|
|
- # Supported object detection evaluation protocols
-
- The Tensorflow Object Detection API currently supports three evaluation protocols,
- that can be configured in `EvalConfig` by setting `metrics_set` to the
- corresponding value.
-
- ## PASCAL VOC 2010 detection metric
-
- `EvalConfig.metrics_set='pascal_voc_detection_metrics'`
-
- The commonly used mAP metric for evaluating the quality of object detectors,
- computed according to the protocol of the PASCAL VOC Challenge 2010-2012. The
- protocol is available
- [here](http://host.robots.ox.ac.uk/pascal/VOC/voc2010/devkit_doc_08-May-2010.pdf).
-
- ## Weighted PASCAL VOC detection metric
-
- `EvalConfig.metrics_set='weighted_pascal_voc_detection_metrics'`
-
- The weighted PASCAL metric computes the mean average precision as the average
- precision when treating all classes as a single class.

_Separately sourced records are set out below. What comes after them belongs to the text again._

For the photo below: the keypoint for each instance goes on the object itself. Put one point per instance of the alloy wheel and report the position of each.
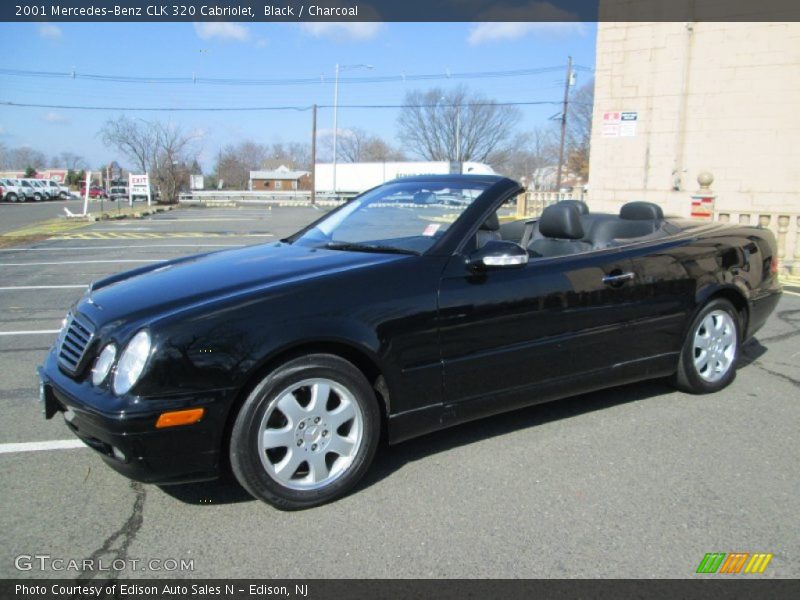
(310, 434)
(714, 345)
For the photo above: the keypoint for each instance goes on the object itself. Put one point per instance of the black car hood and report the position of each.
(168, 286)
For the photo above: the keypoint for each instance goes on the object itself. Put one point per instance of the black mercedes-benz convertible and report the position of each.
(411, 308)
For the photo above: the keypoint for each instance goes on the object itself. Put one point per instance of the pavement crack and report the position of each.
(116, 546)
(792, 380)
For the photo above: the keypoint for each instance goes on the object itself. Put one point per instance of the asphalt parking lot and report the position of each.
(636, 481)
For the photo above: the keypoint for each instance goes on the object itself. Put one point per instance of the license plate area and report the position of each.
(50, 405)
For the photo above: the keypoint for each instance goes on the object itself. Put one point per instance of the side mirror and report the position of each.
(498, 254)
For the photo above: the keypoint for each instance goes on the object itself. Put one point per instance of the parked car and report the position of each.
(14, 190)
(31, 191)
(406, 310)
(94, 192)
(39, 185)
(56, 189)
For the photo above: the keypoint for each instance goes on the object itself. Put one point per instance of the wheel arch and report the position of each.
(361, 359)
(733, 294)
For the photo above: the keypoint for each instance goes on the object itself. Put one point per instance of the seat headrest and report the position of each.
(492, 223)
(582, 207)
(641, 211)
(562, 221)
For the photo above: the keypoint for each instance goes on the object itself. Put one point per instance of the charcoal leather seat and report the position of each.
(636, 219)
(561, 230)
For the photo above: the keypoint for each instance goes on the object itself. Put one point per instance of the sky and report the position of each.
(265, 51)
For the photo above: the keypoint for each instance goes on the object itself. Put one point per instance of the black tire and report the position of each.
(692, 379)
(247, 464)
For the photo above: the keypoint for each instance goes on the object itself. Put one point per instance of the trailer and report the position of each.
(354, 178)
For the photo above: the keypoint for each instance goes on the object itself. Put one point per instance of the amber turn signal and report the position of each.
(180, 417)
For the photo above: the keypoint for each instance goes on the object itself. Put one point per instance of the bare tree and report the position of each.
(234, 163)
(579, 130)
(294, 156)
(70, 161)
(161, 149)
(455, 125)
(175, 153)
(528, 156)
(137, 139)
(356, 145)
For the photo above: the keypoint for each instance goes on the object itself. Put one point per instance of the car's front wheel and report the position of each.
(307, 432)
(711, 349)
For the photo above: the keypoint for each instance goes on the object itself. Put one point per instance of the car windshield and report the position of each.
(405, 217)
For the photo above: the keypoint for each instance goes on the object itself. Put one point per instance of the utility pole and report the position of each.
(335, 124)
(313, 155)
(567, 84)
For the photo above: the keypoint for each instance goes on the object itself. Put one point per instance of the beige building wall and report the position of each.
(718, 97)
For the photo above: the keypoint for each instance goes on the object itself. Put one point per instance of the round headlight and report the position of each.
(131, 362)
(103, 364)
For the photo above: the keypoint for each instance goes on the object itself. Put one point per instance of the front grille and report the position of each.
(75, 340)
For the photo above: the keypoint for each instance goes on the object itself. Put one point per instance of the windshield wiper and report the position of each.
(368, 248)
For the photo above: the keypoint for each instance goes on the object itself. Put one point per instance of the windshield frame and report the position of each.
(496, 187)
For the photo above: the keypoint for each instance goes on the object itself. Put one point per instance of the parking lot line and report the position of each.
(82, 262)
(60, 248)
(39, 446)
(15, 288)
(133, 235)
(30, 332)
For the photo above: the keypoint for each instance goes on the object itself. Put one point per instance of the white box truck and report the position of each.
(354, 178)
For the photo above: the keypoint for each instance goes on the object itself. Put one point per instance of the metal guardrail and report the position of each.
(786, 227)
(287, 198)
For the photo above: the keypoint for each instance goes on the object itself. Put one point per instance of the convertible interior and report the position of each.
(568, 227)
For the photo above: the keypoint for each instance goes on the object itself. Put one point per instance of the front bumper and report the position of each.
(122, 430)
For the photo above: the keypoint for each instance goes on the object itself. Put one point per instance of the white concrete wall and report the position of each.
(721, 97)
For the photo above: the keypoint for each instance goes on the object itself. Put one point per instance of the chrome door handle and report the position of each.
(620, 278)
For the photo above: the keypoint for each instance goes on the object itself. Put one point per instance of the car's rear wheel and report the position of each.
(307, 433)
(711, 349)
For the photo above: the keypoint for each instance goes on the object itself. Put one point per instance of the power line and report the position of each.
(194, 80)
(268, 108)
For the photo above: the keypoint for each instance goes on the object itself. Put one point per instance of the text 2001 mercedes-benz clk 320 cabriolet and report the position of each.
(408, 309)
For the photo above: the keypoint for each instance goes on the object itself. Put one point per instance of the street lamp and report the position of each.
(336, 110)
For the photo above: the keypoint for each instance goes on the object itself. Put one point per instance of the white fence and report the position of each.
(532, 202)
(281, 198)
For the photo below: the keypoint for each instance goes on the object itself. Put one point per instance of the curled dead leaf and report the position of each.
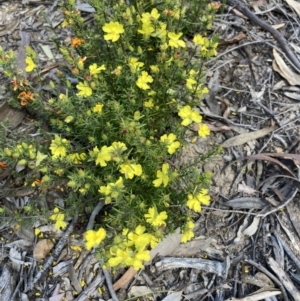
(42, 249)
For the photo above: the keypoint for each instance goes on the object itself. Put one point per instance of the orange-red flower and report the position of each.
(25, 97)
(76, 42)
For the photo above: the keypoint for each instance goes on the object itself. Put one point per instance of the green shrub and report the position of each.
(127, 95)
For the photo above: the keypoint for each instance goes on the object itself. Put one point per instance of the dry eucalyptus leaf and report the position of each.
(42, 249)
(244, 138)
(173, 297)
(167, 245)
(246, 189)
(251, 230)
(292, 95)
(137, 291)
(246, 203)
(280, 66)
(277, 26)
(58, 297)
(261, 294)
(192, 247)
(295, 5)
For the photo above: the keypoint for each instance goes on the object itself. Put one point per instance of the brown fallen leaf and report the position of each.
(261, 294)
(246, 189)
(244, 138)
(295, 5)
(281, 67)
(42, 249)
(240, 36)
(277, 26)
(129, 274)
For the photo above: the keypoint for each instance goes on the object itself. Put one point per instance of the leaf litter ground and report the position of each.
(247, 242)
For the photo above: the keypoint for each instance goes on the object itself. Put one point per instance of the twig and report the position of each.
(57, 250)
(287, 250)
(17, 289)
(96, 210)
(263, 215)
(275, 33)
(97, 282)
(110, 286)
(265, 271)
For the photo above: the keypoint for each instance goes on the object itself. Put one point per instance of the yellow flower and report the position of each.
(68, 119)
(154, 68)
(103, 156)
(146, 30)
(59, 219)
(198, 40)
(130, 170)
(190, 82)
(188, 233)
(58, 147)
(162, 176)
(138, 258)
(149, 103)
(39, 158)
(134, 64)
(188, 115)
(122, 257)
(161, 32)
(113, 31)
(85, 89)
(98, 108)
(117, 71)
(186, 236)
(203, 130)
(174, 40)
(143, 80)
(94, 69)
(94, 238)
(149, 17)
(30, 64)
(194, 201)
(155, 219)
(112, 189)
(170, 141)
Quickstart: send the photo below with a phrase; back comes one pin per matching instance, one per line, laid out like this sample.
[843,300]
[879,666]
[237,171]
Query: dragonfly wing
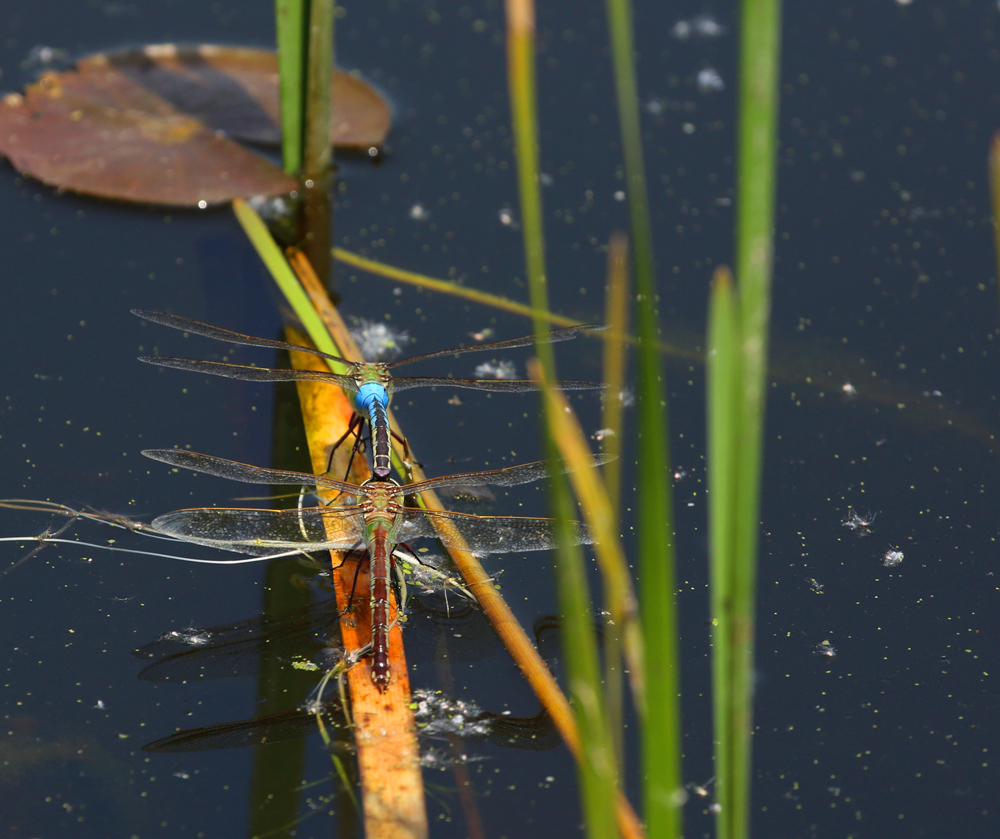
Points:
[546,338]
[511,476]
[489,385]
[219,334]
[250,374]
[272,728]
[487,534]
[236,471]
[316,528]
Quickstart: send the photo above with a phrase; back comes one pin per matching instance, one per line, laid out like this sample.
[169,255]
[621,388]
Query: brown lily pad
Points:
[235,90]
[149,125]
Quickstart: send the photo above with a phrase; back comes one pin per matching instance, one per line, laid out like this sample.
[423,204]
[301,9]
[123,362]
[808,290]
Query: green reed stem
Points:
[737,379]
[661,744]
[317,142]
[293,47]
[597,775]
[994,169]
[268,250]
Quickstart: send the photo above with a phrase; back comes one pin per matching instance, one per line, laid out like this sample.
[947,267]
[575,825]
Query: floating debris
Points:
[825,649]
[496,370]
[814,586]
[378,341]
[189,635]
[892,558]
[437,715]
[506,216]
[861,525]
[418,212]
[702,26]
[709,81]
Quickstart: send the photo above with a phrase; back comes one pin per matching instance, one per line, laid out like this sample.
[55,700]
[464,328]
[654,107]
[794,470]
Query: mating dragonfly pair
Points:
[377,520]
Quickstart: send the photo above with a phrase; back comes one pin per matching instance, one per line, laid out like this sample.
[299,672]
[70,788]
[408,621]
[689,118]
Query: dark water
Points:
[885,277]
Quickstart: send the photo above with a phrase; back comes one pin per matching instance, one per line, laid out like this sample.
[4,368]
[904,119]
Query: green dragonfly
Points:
[378,522]
[371,382]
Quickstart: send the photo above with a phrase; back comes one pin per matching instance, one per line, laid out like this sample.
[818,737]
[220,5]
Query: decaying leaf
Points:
[151,125]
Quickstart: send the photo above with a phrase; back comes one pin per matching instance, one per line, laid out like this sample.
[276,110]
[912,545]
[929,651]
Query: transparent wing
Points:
[259,531]
[250,374]
[491,385]
[511,476]
[547,338]
[485,534]
[219,334]
[272,728]
[237,649]
[236,471]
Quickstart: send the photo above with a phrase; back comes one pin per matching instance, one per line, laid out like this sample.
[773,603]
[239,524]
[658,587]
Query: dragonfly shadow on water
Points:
[435,627]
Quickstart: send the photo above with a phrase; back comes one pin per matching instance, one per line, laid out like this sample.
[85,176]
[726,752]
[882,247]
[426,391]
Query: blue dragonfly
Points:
[371,382]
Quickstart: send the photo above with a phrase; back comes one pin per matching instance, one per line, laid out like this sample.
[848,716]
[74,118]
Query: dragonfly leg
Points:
[353,427]
[407,457]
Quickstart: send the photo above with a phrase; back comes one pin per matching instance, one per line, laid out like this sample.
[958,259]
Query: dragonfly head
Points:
[369,394]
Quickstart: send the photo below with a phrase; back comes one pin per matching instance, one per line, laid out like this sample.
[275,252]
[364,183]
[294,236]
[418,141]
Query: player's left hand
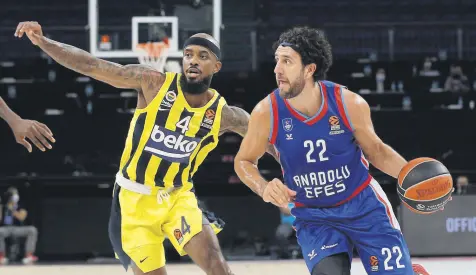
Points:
[278,193]
[32,29]
[36,132]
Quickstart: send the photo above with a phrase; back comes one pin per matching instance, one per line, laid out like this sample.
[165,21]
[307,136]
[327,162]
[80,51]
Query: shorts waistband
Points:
[353,195]
[141,188]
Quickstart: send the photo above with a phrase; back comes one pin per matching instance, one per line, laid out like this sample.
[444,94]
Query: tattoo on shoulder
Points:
[146,76]
[234,119]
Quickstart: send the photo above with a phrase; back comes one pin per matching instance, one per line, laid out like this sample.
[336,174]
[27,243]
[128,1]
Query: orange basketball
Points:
[424,185]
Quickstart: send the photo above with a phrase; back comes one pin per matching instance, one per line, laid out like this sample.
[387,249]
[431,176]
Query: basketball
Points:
[424,185]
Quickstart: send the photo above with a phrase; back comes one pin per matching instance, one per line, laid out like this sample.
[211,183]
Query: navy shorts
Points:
[366,222]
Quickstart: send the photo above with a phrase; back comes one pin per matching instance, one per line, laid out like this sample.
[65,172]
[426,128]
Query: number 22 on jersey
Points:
[319,145]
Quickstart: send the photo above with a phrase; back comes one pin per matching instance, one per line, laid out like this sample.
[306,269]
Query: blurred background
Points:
[413,61]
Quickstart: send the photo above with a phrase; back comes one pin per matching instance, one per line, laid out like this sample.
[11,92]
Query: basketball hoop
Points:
[153,54]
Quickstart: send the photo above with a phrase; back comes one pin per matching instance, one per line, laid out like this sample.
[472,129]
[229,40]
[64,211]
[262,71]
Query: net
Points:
[153,54]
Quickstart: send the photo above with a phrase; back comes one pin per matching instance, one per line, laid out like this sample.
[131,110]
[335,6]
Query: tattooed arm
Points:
[234,119]
[138,77]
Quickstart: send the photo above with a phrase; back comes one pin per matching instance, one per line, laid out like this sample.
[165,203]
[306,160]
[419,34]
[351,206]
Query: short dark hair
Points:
[313,47]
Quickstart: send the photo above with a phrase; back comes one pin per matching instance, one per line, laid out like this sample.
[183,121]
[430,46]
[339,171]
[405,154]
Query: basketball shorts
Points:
[139,224]
[366,222]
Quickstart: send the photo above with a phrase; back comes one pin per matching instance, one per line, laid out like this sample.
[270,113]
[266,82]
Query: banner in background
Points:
[448,232]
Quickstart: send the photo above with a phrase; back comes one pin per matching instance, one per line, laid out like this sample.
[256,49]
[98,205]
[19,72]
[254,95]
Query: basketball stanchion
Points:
[153,54]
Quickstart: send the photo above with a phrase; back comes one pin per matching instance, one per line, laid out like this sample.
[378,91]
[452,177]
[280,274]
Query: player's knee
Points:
[338,264]
[216,262]
[3,233]
[32,231]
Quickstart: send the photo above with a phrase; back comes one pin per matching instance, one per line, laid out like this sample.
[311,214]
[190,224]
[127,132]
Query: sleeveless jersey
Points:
[319,156]
[168,139]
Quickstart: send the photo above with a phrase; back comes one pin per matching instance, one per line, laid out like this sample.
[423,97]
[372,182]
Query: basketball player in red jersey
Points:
[177,122]
[322,131]
[35,131]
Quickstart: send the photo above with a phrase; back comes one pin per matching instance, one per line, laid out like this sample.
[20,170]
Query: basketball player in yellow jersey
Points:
[176,124]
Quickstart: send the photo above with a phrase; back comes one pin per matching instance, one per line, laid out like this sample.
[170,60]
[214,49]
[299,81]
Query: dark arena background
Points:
[413,61]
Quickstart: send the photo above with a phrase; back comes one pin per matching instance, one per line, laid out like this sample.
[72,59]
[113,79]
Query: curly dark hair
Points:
[312,46]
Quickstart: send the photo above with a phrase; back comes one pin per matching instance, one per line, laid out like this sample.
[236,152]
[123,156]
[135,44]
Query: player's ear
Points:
[310,69]
[217,67]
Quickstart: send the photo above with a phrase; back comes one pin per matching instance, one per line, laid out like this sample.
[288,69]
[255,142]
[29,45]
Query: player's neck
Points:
[309,100]
[198,100]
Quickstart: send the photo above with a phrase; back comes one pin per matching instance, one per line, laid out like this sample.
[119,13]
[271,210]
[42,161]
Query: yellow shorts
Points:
[139,224]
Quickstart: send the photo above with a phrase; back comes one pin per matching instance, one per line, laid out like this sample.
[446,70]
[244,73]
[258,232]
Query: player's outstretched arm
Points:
[36,132]
[138,77]
[235,119]
[253,146]
[378,153]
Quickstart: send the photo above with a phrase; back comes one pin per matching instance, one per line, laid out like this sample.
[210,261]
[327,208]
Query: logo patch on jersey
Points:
[171,96]
[178,235]
[168,100]
[287,124]
[374,263]
[170,145]
[208,119]
[334,124]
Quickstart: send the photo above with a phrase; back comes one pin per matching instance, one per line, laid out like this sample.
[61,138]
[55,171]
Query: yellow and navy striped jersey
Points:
[168,140]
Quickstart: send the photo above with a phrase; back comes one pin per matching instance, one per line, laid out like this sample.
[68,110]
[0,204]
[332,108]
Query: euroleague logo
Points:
[170,145]
[208,119]
[374,263]
[334,124]
[178,236]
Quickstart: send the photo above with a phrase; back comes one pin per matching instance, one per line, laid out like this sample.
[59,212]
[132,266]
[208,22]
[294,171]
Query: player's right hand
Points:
[32,29]
[36,132]
[278,193]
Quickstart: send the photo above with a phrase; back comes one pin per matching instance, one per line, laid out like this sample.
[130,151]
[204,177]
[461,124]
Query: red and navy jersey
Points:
[320,159]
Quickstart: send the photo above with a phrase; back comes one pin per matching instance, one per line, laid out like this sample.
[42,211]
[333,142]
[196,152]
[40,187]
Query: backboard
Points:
[116,27]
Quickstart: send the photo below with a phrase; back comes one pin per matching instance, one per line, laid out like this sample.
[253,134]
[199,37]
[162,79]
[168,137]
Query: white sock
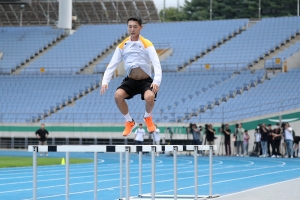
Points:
[128,117]
[147,114]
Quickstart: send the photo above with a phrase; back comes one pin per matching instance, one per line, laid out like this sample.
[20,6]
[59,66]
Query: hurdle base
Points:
[168,197]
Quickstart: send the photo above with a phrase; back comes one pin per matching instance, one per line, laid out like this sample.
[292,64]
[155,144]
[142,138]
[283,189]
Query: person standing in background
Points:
[246,142]
[239,140]
[227,133]
[156,138]
[276,141]
[264,139]
[139,135]
[270,140]
[42,134]
[210,135]
[288,136]
[257,142]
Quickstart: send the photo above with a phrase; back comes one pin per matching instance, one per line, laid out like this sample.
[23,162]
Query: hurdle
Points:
[127,149]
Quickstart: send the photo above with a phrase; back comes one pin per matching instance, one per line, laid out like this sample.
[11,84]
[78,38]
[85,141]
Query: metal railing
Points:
[165,115]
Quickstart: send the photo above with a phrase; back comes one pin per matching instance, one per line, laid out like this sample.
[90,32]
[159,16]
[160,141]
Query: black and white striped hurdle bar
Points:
[127,149]
[115,148]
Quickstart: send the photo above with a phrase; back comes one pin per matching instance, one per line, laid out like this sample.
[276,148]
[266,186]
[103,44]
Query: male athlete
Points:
[138,54]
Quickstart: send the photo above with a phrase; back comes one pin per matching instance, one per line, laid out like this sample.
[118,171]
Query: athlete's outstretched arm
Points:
[115,60]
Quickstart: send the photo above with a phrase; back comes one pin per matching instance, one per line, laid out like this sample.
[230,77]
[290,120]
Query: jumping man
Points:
[138,54]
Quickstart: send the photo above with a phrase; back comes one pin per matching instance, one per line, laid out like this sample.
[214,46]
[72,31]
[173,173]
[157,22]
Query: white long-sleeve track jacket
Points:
[135,54]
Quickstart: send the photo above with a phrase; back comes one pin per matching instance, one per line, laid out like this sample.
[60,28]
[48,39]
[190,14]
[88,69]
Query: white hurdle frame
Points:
[130,149]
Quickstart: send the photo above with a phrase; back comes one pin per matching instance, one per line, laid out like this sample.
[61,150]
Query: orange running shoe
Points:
[129,126]
[149,123]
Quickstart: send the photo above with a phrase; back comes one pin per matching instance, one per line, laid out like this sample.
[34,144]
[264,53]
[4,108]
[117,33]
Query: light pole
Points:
[21,14]
[259,9]
[164,11]
[48,17]
[210,17]
[298,8]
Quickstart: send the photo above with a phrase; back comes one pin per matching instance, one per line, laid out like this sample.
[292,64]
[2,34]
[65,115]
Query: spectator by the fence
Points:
[264,139]
[246,142]
[239,140]
[227,133]
[270,140]
[276,135]
[42,134]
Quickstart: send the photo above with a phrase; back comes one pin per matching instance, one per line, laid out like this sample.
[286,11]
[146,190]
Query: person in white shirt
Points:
[139,55]
[139,135]
[257,141]
[288,136]
[156,138]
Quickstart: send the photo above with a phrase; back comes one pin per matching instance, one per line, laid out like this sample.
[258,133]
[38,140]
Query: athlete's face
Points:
[134,30]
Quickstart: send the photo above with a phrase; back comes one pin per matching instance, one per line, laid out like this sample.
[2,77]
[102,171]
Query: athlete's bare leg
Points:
[120,95]
[149,97]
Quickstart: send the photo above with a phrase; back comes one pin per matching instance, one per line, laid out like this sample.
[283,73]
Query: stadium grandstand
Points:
[44,12]
[239,71]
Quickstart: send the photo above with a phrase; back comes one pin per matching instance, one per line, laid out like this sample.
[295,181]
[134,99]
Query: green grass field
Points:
[13,161]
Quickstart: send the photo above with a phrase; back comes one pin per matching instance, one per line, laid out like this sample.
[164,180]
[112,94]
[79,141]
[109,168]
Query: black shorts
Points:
[133,87]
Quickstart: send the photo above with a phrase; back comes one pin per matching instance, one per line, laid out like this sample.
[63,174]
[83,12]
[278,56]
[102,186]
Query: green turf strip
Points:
[13,161]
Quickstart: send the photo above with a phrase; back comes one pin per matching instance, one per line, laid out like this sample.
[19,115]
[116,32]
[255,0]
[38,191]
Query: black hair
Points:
[135,18]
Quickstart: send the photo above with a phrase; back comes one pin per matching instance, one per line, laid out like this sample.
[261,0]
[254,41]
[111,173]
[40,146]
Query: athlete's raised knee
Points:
[120,95]
[149,96]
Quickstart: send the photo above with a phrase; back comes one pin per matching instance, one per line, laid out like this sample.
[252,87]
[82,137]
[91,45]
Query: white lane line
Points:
[157,175]
[229,180]
[145,166]
[86,171]
[87,191]
[62,168]
[47,180]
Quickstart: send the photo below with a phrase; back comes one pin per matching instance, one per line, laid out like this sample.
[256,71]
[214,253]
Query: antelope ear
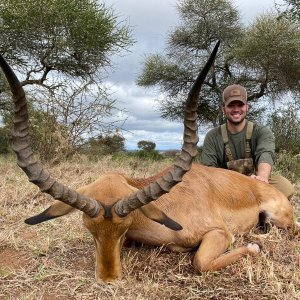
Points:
[156,215]
[57,209]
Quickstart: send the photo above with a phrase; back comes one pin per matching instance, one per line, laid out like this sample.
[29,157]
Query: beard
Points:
[236,122]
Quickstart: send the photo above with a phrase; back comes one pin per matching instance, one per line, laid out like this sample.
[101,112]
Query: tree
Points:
[203,23]
[62,50]
[290,10]
[146,145]
[105,144]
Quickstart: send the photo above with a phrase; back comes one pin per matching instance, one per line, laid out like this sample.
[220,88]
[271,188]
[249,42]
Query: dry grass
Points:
[55,260]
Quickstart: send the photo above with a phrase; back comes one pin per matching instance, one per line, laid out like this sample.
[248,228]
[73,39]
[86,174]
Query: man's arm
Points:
[264,154]
[209,150]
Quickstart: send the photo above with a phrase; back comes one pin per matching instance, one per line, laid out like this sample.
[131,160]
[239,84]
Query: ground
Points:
[55,260]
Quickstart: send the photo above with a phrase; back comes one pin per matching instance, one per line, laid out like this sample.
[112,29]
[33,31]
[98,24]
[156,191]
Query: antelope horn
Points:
[26,159]
[184,162]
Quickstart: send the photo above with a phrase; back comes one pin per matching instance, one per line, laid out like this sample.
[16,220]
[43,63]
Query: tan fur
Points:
[212,205]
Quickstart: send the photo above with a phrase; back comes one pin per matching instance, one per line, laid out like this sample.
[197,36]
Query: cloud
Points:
[151,21]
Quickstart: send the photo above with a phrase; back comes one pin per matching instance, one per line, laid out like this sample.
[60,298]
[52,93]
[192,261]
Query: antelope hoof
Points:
[254,249]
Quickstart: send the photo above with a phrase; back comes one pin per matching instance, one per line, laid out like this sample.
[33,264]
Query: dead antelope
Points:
[204,206]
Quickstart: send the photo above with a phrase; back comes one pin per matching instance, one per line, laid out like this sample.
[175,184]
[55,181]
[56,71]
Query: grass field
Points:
[55,260]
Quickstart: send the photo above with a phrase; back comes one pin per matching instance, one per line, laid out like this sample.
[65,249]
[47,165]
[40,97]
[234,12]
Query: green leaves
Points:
[74,37]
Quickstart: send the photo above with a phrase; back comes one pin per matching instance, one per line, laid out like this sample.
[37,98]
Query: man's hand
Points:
[263,172]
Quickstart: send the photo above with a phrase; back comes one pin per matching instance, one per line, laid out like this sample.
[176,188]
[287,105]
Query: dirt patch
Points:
[12,259]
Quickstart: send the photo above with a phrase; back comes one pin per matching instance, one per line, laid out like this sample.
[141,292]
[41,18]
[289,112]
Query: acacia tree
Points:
[61,50]
[290,10]
[260,66]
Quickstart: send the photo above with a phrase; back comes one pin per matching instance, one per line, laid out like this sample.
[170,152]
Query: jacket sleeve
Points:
[209,150]
[265,146]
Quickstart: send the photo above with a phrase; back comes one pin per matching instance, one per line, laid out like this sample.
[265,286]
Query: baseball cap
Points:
[234,92]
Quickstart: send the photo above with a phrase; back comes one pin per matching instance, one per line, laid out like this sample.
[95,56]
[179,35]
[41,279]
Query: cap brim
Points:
[231,99]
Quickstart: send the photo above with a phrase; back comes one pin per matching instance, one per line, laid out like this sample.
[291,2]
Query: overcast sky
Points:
[151,21]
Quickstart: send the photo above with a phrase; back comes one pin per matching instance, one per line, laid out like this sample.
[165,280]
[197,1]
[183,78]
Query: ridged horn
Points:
[26,159]
[184,162]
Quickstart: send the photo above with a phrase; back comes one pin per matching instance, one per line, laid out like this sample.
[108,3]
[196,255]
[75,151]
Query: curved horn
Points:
[184,161]
[26,159]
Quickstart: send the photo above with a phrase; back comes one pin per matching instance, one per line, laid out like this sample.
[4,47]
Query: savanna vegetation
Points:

In comparison,
- PASCAL metrics computes the mean average precision as the mean of the
- per-class average precisions.
-
- For example, the test set consists of two classes, "cat" and "dog", and there
- are ten times more boxes of "cat" than those of "dog". According to PASCAL VOC
- 2010 metric, performance on each of the two classes would contribute equally
- towards the final mAP value, while for the Weighted PASCAL VOC metric the final
- mAP value will be influenced by frequency of each class.
-
- ## PASCAL VOC 2010 instance segmentation metric
-
- `EvalConfig.metrics_set='pascal_voc_instance_segmentation_metrics'`
-
- Similar to Pascal VOC 2010 detection metric, but computes the intersection over
- union based on the object masks instead of object boxes.
-
- ## Weighted PASCAL VOC instance segmentation metric
-
- `EvalConfig.metrics_set='weighted_pascal_voc_instance_segmentation_metrics'`
-
- Similar to the weighted pascal voc 2010 detection metric, but computes the
- intersection over union based on the object masks instead of object boxes.
-
-
- ## COCO detection metrics
-
- `EvalConfig.metrics_set='coco_detection_metrics'`
-
- The COCO metrics are the official detection metrics used to score the
- [COCO competition](http://cocodataset.org/) and are similar to Pascal VOC
- metrics but have a slightly different implementation and report additional
- statistics such as mAP at IOU thresholds of .5:.95, and precision/recall
- statistics for small, medium, and large objects.
- See the
- [pycocotools](https://github.com/cocodataset/cocoapi/tree/master/PythonAPI)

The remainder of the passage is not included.